なにか世間にあるもので工業化されたり製品化されているものを自分でつくりたい、あるいは仕組みを知りたいという欲求は多くの人々の中にあるのではないでしょうか。ただ最近に限っていえば、(特に電子機器に関しては)何でもマイクロ化する傾向が強くて、どんどん肉眼でも見えなくなってしまい、自分でコントロールできる領域が狭まってきています(人間業で作るのがは不可能なものも多くなってきているんでしょう)。人々の興味も画面の中のコンテンツに移ってしまい、もう機械そのものへの興味というのはこれからの時代は希薄になってくるのかもしれません(そういった意味ではプログラミングに興味が移行している?)。

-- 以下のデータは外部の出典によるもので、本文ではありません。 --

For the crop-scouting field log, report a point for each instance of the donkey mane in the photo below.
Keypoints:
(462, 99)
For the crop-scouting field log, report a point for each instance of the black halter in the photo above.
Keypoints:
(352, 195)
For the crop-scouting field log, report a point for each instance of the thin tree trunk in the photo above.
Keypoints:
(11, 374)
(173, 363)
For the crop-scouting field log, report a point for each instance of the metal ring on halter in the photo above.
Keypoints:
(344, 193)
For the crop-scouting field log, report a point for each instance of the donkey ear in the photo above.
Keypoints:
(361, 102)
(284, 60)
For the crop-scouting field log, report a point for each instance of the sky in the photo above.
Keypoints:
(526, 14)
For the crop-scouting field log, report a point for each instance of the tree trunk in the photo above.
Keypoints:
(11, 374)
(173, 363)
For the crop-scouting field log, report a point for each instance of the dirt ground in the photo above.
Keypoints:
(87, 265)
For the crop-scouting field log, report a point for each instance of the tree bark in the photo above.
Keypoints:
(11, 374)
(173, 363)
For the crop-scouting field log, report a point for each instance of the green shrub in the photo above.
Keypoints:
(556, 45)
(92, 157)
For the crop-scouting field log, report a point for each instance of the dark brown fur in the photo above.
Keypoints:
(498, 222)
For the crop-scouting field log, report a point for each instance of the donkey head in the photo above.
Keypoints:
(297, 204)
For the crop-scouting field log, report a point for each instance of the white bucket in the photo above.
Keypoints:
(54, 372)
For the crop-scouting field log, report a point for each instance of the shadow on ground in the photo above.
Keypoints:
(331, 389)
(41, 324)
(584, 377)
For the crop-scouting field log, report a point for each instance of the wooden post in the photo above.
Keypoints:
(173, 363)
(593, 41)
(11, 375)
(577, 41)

昔のラジオや扇風機、トースターなどあらゆる家電がアナログの操作系によって構成されていました。中をあければ仕組みがわかります。いじってみたくなるのは、元に戻せるだろうという勝手な自負心も手伝って、自分のコントロールできる領域を試したくなるのでしょう(それっぽい理由を考えても単なる好奇心としか言いようがないですがw)。

食べ物に関してはどうでしょうか。
このブログでよく出てくる発酵の作用を及ぼす菌はもともと人間の目には見えないものですが、なんでかとても興味があります(プログラミングに似ているのかも、いやプログラムよりも中身は見えないですね)。らっきょう漬けや味噌の制作過程において、菌自体は見えないけれどもプロセスは感じられます。見た目、匂い、発酵する音、味、触れた感覚で、五感で感じることができます。菌がどんな科学的な作用をしているか分からないけれど、自分で分かる範囲で感じることができるとき、人は何か作ったりコントロールしてみようという興味がわき始めるのだと思います。

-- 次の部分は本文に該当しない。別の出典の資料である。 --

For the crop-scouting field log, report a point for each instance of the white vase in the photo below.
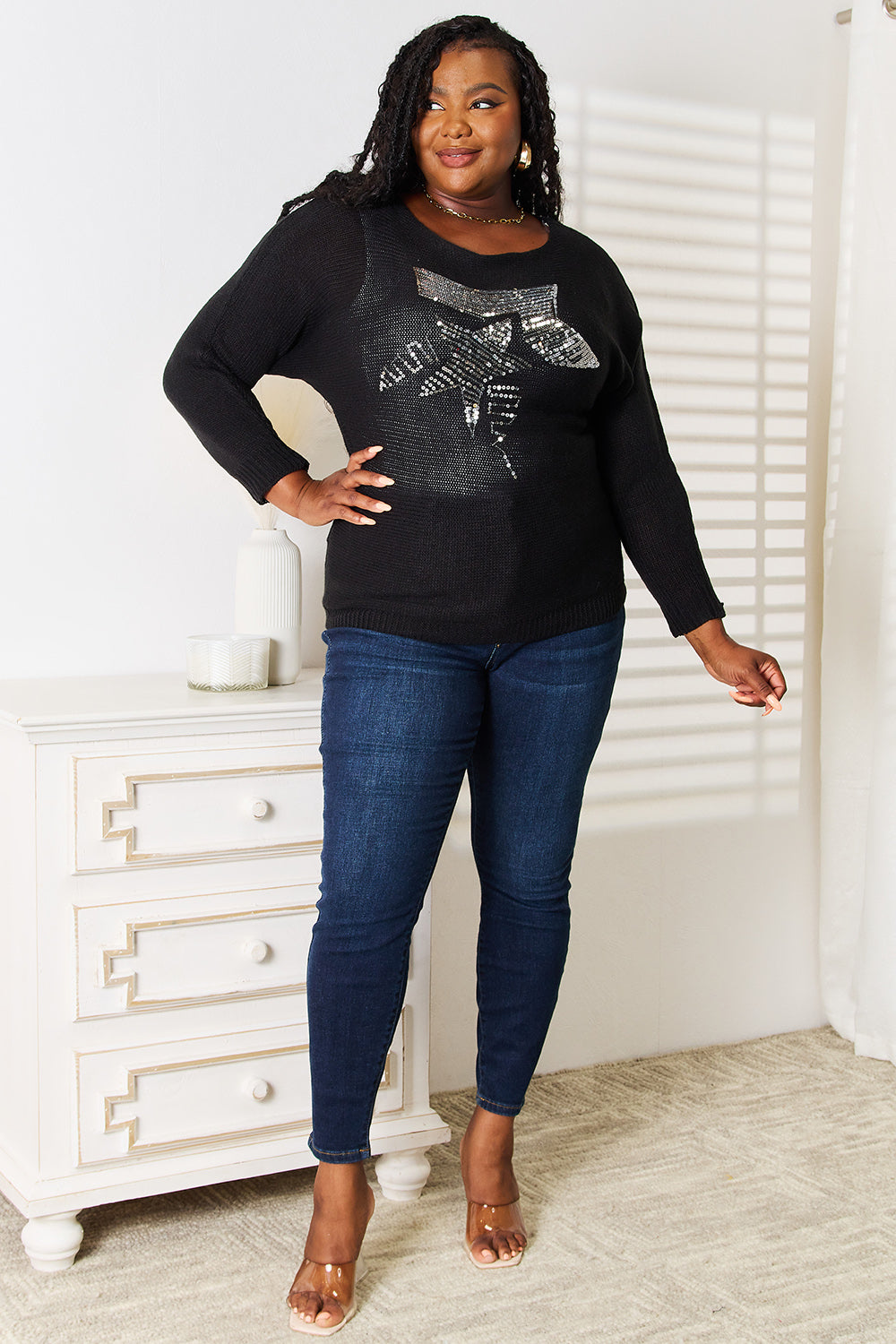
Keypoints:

もともと人間の手で作っていたものを工業化しているのだから、本当は誰にでもできるはずなのだけれど、現代人が時間や手間というものを省いて便利さを優先した結果、いろいろなことを忘れてしまったんでしょう。

この本にも発酵の章がありますが、レシピや内容については期待しない方がよいかもしれません。この本はレシピ集ではなくて、それぞれの章ごとに、作るまでに行き着く状況や思いがつづられているもの(アメリカ人も日本人も根っこは一緒なんだなぁという感じです)。アメリカ人(いや著者かな?)やるなぁという行動力、そして広い土地を持っていて羨ましいw でもそんなことより歴史のある日本ならもっとDIYに使える知識や技術などの文化がとてつもなく眠っている気がして、掘り起こしてみたい衝動に駆られています。